The Nigerian naira (NGN) continued to lose ground against the US dollar (USD) on Thursday, pressured by limited foreign exchange inflows and an absence of intervention from the Central Bank of Nigeria (CBN).

Over recent weeks, the CBN has helped stabilise the official FX window by supplying dollars to meet rising demands from importers and other eligible market participants. However, with dollar outflows increasing due to elevated foreign payment obligations, pressure has intensified on the local currency, pulling it closer to the ₦1,450/$ mark.

Market operators report a noticeable reduction in FX inflows at a time when dollar demand remains high, creating a persistent imbalance.
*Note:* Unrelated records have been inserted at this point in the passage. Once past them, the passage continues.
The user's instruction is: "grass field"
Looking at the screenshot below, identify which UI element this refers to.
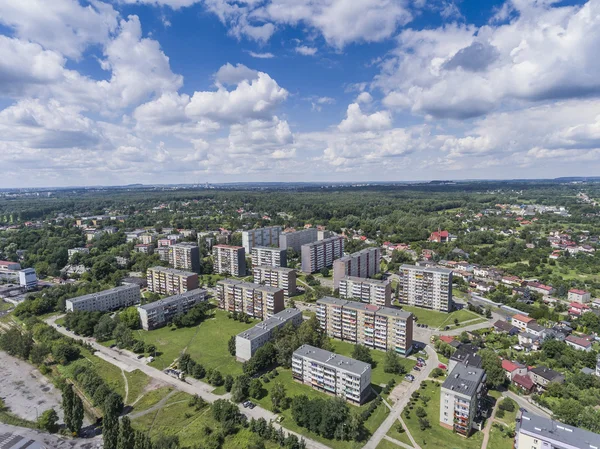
[136,310,256,376]
[402,381,483,449]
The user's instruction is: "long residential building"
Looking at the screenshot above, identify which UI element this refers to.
[252,246,287,267]
[513,409,600,449]
[138,289,208,330]
[217,279,285,320]
[333,247,381,288]
[252,265,296,297]
[146,267,198,295]
[279,228,319,253]
[338,276,392,307]
[242,226,281,254]
[440,363,486,437]
[400,265,452,312]
[169,242,200,273]
[317,296,414,356]
[292,345,371,404]
[235,308,303,362]
[301,236,344,273]
[213,245,246,276]
[65,284,140,312]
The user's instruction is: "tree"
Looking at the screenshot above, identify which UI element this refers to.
[227,335,235,356]
[479,349,506,388]
[117,416,135,449]
[271,381,286,413]
[352,345,373,365]
[37,408,58,433]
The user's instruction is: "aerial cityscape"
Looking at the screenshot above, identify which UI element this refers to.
[0,0,600,449]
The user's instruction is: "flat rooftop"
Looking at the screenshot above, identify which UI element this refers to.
[294,345,371,376]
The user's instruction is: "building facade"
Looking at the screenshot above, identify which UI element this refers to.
[440,363,486,436]
[252,246,287,267]
[137,289,208,330]
[279,228,319,253]
[252,265,296,297]
[235,308,303,362]
[65,284,140,312]
[146,267,198,295]
[317,297,414,356]
[169,242,200,273]
[216,279,285,320]
[292,345,371,404]
[333,247,381,289]
[242,226,281,254]
[301,236,344,273]
[400,265,452,312]
[213,245,246,276]
[339,276,392,307]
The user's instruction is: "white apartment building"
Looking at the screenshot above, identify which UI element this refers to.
[338,276,392,307]
[235,308,303,362]
[301,236,344,273]
[252,265,296,297]
[66,284,140,312]
[252,246,287,267]
[213,245,246,277]
[292,345,371,404]
[242,226,281,254]
[400,265,452,312]
[137,289,208,330]
[333,247,381,289]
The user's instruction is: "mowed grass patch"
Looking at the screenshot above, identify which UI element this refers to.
[136,310,258,376]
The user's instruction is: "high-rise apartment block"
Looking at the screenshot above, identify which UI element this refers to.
[65,284,140,312]
[252,265,296,297]
[169,242,200,273]
[339,276,392,307]
[146,267,198,295]
[252,246,287,267]
[217,279,285,320]
[279,228,319,253]
[138,289,208,330]
[292,345,371,404]
[333,247,381,288]
[317,296,414,356]
[400,265,452,312]
[440,363,486,436]
[213,245,246,276]
[242,226,281,254]
[235,308,303,362]
[301,236,344,273]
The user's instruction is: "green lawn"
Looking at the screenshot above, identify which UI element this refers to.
[136,310,257,376]
[402,381,483,449]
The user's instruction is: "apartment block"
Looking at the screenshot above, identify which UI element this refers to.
[513,409,600,449]
[252,265,296,297]
[242,226,281,254]
[66,284,140,312]
[440,363,486,437]
[146,267,198,295]
[235,308,303,362]
[292,345,371,404]
[317,296,414,356]
[217,279,285,320]
[333,248,381,288]
[279,228,319,253]
[338,276,392,307]
[400,265,452,312]
[137,289,208,330]
[213,245,246,276]
[252,246,287,267]
[301,236,344,273]
[169,242,200,273]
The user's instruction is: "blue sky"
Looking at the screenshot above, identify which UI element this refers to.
[0,0,600,187]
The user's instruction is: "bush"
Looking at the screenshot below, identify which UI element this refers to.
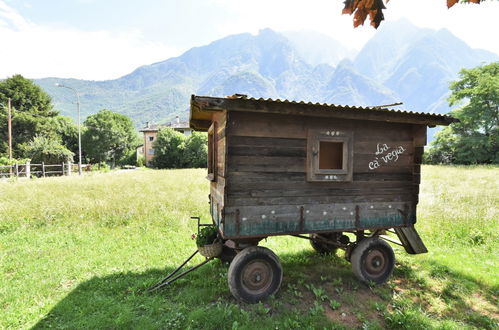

During Thursday’s trading session, the official exchange rate weakened by 7 basis points — or ₦0.98 — closing at ₦1,443.9028/$, with transactions oscillating between ₦1,446.00/$ and ₦1,442.00/$.

AIICO Capital Limited noted that the depreciation stemmed from market demand consistently outpacing available supply. Although the CBN recently injected roughly $450 million into the system to bolster liquidity, the inflows were insufficient to support the naira amid increased end-of-year payment activity for imports and other obligatory transactions.

Meanwhile, Nigeria’s external reserves improved modestly, rising by $49.8 million to $44.6 billion as of November 26, 2025. Analysts expect the naira to remain sensitive to prevailing market dynamics, with reserves expected to provide moderate cushioning in the short term.

On the global stage, crude oil prices climbed on Thursday as traders assessed the possibility of renewed negotiations to end the Russia-Ukraine conflict. Thin trading volumes, due to the Thanksgiving holiday in the United States, also contributed to price movements.

Brent crude futures surged by 80 cents (1.28%) to $63.34 per barrel, while U.S. West Texas Intermediate (WTI) rose by 42 cents (0.72%) to $59.07. Gold prices, however, dipped slightly after reaching a two-week high earlier in the week, as investors weighed the likelihood of a potential US interest rate cut in December.

Spot gold slipped 0.17% to $4,157.46/oz, while U.S. gold futures declined 0.65% to $4,189.65/oz. Analysts anticipate the global markets to begin the new week on a cautiously optimistic note, supported by softer oil prices and a stable gold outlook, as market players await key macroeconomic indicators.